Fearsome foursome

Anurag Kashyap, Zoya Akhtar, Dibakar Banerjee, Karan Johar explore realms of horror

67-Ghost-Stories Thriller quartet: A still from Ghost Stories.

In a dark room set up for video interviews, the light shines on four directors—Anurag Kashyap, Zoya Akhtar, Dibakar Banerjee and Karan Johar. After the anthologies Bombay Talkies (2013) and last year’s Lust Stories—it earned a nomination at the Emmys—the directors have now come together for a new flick, Ghost Stories. In the Netflix original film, releasing on January 1, 2020, they explore the dark realms of horror.
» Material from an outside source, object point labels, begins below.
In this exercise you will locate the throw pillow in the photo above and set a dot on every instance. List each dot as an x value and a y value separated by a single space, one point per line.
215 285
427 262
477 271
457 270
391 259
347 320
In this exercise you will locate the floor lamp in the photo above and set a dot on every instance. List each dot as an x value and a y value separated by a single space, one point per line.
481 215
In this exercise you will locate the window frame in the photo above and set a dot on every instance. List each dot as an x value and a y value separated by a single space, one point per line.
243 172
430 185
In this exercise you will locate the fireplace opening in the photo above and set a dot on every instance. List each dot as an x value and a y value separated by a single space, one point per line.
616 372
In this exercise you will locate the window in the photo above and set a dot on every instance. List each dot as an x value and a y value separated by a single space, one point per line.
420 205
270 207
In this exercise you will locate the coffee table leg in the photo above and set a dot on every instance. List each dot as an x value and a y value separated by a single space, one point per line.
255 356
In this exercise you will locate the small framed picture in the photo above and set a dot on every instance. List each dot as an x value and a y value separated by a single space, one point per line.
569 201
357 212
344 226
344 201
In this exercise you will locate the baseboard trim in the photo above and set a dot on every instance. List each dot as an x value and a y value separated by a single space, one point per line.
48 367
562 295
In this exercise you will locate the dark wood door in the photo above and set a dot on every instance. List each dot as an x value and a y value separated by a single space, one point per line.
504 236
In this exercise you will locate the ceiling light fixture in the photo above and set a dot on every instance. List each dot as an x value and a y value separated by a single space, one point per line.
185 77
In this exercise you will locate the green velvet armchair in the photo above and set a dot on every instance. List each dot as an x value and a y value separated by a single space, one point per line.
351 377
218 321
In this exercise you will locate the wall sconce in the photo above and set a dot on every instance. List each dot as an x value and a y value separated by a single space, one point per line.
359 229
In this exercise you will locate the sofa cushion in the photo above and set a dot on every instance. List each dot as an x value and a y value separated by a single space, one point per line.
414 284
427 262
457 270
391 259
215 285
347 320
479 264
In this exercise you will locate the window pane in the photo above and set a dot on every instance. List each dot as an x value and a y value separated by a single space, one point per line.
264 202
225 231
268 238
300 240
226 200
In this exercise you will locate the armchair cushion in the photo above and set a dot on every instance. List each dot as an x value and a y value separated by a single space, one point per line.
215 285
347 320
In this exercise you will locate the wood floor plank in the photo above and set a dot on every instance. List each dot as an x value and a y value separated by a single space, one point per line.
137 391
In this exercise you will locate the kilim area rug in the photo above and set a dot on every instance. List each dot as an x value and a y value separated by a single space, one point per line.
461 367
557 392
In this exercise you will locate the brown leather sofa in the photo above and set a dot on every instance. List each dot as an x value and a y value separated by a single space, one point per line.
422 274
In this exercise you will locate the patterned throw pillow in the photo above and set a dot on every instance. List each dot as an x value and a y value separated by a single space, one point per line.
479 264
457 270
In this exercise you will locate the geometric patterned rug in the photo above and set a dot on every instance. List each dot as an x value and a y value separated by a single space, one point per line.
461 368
Each of them seems to be in disparate worlds. Kashyap is engrossed in his phone. He made a comeback to Twitter, after four months of self-imposed ban, to support the anti-Citizenship (Amendment) Act movement. Johar wants to talk about everything else but Ghost Stories. He nudges Banerjee, sitting next to him, to play Darr Lage Toh Gaana Gaa... from Yaar Mera (1972) on his phone. He wants it to be used for the promotions of Ghost Stories. Akhtar wants to talk about the fun she has had while experimenting with horror genre. Banerjee is paying attention to what everyone else is saying, and responding to everyone.
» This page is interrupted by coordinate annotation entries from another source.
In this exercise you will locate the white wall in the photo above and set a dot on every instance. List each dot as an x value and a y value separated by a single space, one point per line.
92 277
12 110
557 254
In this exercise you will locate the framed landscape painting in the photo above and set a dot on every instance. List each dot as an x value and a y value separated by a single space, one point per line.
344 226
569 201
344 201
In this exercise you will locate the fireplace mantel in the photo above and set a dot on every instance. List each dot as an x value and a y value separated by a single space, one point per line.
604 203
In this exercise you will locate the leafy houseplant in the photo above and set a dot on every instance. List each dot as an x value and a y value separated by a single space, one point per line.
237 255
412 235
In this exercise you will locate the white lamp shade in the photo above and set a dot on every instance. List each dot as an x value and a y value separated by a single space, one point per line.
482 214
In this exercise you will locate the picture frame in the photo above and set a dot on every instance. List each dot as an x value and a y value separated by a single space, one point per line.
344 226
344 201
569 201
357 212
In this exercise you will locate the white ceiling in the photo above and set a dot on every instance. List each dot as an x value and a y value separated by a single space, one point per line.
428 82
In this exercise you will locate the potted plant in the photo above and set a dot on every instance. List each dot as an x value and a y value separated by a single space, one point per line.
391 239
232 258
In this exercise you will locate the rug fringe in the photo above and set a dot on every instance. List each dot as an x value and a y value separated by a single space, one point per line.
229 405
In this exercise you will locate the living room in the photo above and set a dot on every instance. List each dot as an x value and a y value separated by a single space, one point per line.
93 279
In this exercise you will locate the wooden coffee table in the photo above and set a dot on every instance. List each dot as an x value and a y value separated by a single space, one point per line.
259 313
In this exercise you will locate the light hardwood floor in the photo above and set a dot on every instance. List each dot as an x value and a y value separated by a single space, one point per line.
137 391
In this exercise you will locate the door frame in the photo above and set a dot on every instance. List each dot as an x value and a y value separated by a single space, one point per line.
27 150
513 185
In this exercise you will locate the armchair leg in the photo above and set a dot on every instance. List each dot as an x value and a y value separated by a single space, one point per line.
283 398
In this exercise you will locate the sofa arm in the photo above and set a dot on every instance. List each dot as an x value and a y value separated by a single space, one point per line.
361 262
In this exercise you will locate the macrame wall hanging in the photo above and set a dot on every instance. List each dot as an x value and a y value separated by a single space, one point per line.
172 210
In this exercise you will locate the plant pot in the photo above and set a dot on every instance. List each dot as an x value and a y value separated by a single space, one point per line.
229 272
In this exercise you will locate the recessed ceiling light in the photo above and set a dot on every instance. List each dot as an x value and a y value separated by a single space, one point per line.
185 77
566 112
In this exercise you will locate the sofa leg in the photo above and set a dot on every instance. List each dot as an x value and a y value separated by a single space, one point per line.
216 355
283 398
The theme for the film—ghost stories—was Johar’s suggestion. Based on the four-minute preview of each of the short, Johar’s film is the brightest of the lot. Starring Mrunal Thakur, Heeba Shah and Sukant Goel, it begins with a wedding scene. “Why did they [Netflix] have to start the trailer with the wedding. It is just one tiny part of that 30-minute film. Yes, I like weddings. It is the way it is, deal with it,” Johar screams, as everyone else laughs.

(Top, clockwise from left) Anurag Kashyap; Karan Johar; Dibakar Banerjee; Zoya Akhtar. (Top, clockwise from left) Anurag Kashyap; Karan Johar; Dibakar Banerjee; Zoya Akhtar.
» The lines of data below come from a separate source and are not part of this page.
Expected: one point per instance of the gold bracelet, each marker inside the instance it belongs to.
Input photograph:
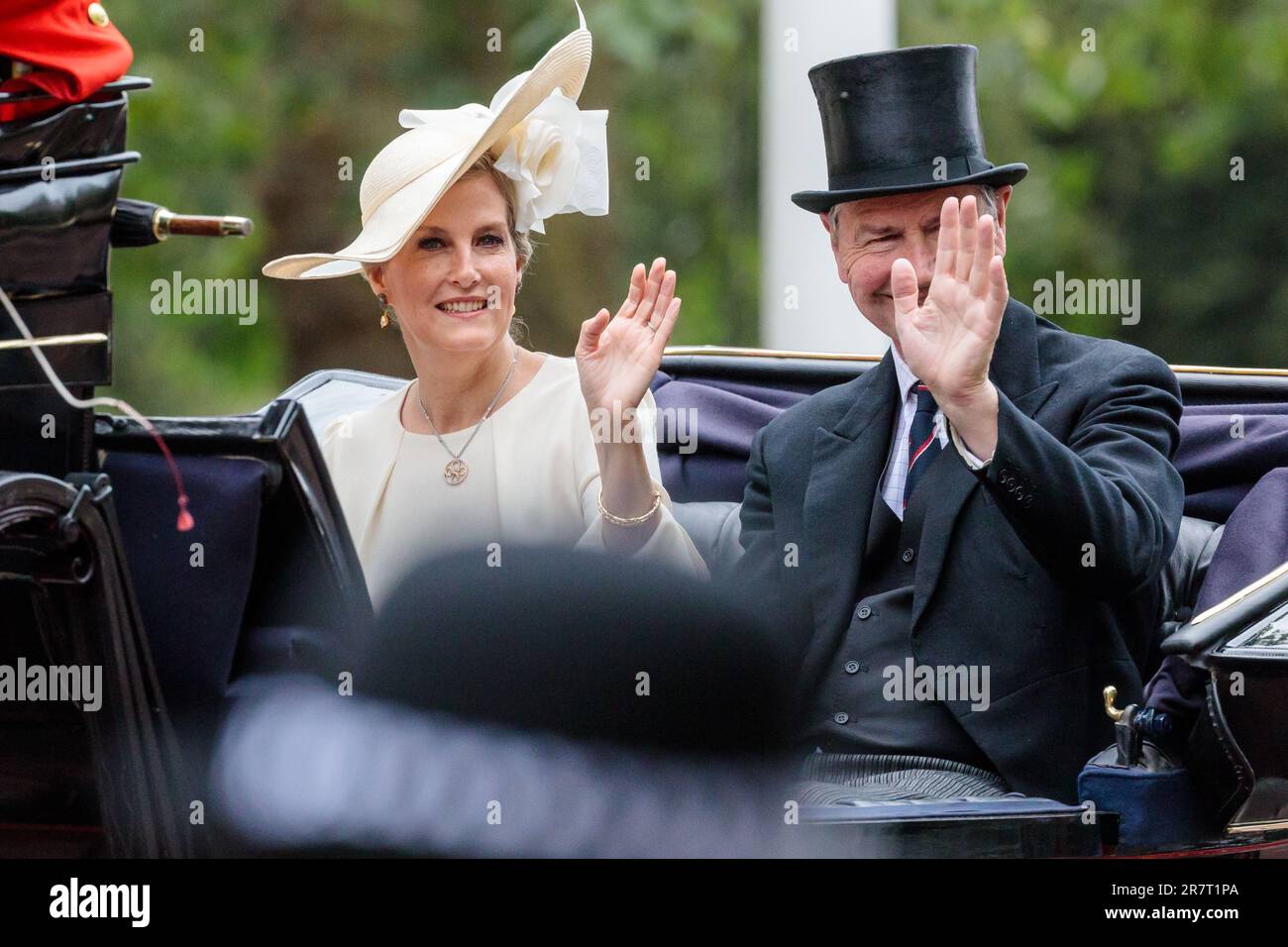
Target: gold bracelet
(629, 521)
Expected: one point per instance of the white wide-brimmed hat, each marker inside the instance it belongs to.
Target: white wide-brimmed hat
(555, 154)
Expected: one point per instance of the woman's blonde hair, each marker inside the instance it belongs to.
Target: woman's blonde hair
(523, 248)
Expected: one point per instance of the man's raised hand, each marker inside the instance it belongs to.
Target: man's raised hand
(948, 341)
“I think from next time we should interchange the credits,” he says, adding that he wants to change the general perception about him. “Why do you want to?” Kashyap chips in. “Everybody talks about filmmakers and what they are akin to…. Your drama is like [no one else’s]. You are the Douglas Sirk of Hindi cinema,” he says. “I think next time we should not have our names on it. We should let people guess whose is what,” Akhtar comes up with an idea that everyone agrees on.

Akhtar’s short explores a classic ghost story which stars Janhvi Kapoor as the caretaker of an old woman in wheelchair (Surekha Sikri). Kashyap’s film is about a woman who has had a miscarriage and is pregnant again, but is haunted by the room she decorated for the child she never had, while Banerjee’s film is based “on dietary choices and a new way of looking at nutrition.”

Ask about the ghosts that haunt them on a day-to-day basis, all four director become serious. For Kashyap, it is the “ghost in power”. Akhtar says: “Being a woman in this country is horrific. I do not know any woman in India who lives without the fear of sexual assault.”

For Banerjee, the ghost lies in the process of “other-ing” based on religion, caste, gender or nationality. Johar’s ghosts are things that do not “allow you to express yourself freely in society, or breathe in your own skin—be it your identity as a person or your sexuality.”